Bert Johnson

Personal information
- Full name: William Herbert Johnson
- Date of birth: 4 June 1916
- Place of birth: Stockton-on-Tees, England
- Date of death: 30 June 2009 (aged 93)
- Place of death: Evington, Kent, England
- Position: Wing half

Senior career*
- Years: Team / Apps / (Gls)
- 1945–1946: Spennymoor United
- 1946–1953: Charlton Athletic / 142 / (1)
- 1953–1955: Bexleyheath & Welling
- 1955–1959: Cambridge United

Managerial career
- 1953–1955: Bexleyheath & Welling
- 1955–1959: Cambridge United
- 1959–1968: Leicester City (assistant manager)

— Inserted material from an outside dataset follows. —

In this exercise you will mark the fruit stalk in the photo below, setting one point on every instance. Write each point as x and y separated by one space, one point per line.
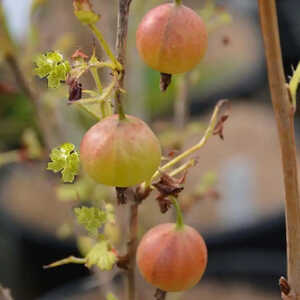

= Bert Johnson (footballer, born 1916) =

English footballer, manager, and coach

William Herbert Johnson (4 June 1916 – 30 June 2009), was an English football player, manager, and coach who played as a wing half in the Football League. He played in both the 1946 FA Cup Final for Charlton Athletic.

Matt Gillies brought Johnson on as a coach at Leicester City in 1959. He was originally signed as head scout, but soon become Gillies' assistant manager. He was influential in the signing of both Dave Gibson and Mike Stringfellow, both of whom would become key figure in Leicester's success during the 1960s. Johnson is often credited as having come up with a tactical innovation of switching the positions of Frank McLintock and Graham Cross, upsetting the traditional 1–11 formation. This hugely influenced Liverpool manager Bill Shankly.

Gillies said on the innovation: "confused opposition" as opposition players would often be asked to mark "our [Leicester's] number eight, so they thought Cross was their man, when McLintock had replaced him" as "players hadn't got beyond thinking about numbers then."